May not be enough power, depending on your loudness preferences.

Kal


----------



## Guest (Jun 23, 2008)

hmmm never really thought about that


----------



## thxgoon (Feb 23, 2007)

Power should be fine unless you are pushing well over 100db. Parasound makes great stuff, I've been a fan for years. You may check ebay or audiogon for a good deal on a used 2ch HCA series amp if you're worried about power.


----------



## Kal Rubinson (Aug 3, 2006)

thxgoon said:


> Power should be fine unless you are pushing well over 100db. Parasound makes great stuff, I've been a fan for years. You may check ebay or audiogon for a good deal on a used 2ch HCA series amp if you're worried about power.

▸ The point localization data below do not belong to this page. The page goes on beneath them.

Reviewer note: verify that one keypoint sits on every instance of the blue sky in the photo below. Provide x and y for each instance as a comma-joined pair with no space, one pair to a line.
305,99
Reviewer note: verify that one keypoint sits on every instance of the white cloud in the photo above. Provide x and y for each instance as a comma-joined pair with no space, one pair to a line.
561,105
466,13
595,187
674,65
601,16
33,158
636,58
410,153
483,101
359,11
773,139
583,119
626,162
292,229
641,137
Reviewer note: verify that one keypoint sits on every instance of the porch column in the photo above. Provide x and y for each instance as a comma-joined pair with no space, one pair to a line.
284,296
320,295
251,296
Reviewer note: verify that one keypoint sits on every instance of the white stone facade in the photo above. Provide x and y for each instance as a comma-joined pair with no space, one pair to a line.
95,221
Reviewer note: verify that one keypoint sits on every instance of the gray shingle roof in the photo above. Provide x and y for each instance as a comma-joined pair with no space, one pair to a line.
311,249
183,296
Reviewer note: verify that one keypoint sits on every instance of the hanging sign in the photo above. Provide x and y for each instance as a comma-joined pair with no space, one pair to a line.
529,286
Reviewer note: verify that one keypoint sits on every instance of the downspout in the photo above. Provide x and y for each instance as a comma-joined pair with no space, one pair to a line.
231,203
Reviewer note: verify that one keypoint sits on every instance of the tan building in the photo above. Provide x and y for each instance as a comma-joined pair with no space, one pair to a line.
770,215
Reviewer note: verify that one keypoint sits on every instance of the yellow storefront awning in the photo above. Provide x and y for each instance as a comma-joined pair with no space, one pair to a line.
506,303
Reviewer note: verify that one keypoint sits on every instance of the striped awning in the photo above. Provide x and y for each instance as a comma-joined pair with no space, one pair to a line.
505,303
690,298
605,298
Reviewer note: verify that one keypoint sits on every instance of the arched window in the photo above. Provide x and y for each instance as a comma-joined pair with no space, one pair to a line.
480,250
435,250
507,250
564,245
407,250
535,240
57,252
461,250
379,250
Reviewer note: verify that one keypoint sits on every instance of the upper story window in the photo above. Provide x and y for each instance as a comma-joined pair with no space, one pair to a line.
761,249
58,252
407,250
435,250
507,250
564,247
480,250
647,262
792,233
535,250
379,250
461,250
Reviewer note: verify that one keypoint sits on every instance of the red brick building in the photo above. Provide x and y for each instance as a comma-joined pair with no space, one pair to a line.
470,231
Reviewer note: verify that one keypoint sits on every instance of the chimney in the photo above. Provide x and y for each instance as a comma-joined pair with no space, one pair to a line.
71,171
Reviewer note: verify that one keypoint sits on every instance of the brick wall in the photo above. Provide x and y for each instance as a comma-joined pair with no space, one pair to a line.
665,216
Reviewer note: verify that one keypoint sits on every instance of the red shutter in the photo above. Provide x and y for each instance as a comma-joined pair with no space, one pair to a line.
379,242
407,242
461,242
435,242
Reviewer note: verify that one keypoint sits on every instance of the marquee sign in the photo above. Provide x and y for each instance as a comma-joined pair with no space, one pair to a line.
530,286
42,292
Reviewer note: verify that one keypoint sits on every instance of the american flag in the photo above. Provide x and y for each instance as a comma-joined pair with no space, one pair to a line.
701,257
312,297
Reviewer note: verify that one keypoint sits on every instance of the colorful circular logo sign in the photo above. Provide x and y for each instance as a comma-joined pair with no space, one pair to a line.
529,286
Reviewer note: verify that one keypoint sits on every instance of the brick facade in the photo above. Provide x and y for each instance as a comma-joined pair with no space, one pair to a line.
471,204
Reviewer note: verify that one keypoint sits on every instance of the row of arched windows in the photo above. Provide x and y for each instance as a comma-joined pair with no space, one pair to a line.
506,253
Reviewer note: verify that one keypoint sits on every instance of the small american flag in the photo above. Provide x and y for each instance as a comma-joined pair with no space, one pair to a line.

Mebbe. But I have used 2 versions of the zAmp in my office system over the years and they were fine with the little Celestion MP-1s up to a point (until I got a sub for the system).

Kal


----------



## reed.hannebaum (Apr 21, 2006)

Parasound makes excellent equipment. I bought the A23 on EBAY a couple of years ago and I have been extremely pleased.


----------



## JCD (Apr 20, 2006)

A little late to the show, but hopefully not too late..

A friend of mine bought a Zamp to power the tweeters in his actively crossed system. He thinks they're great.

But they are on the lower powered side, so you'd probably want to make sure that you have fairly efficient speakers or didn't want them super loud.

Then again, watts are overrated a bit in my opinion. You'll only less than 3.5db of total max output compared to another amp that puts out 100watts.

Something to think about.

JCD


----------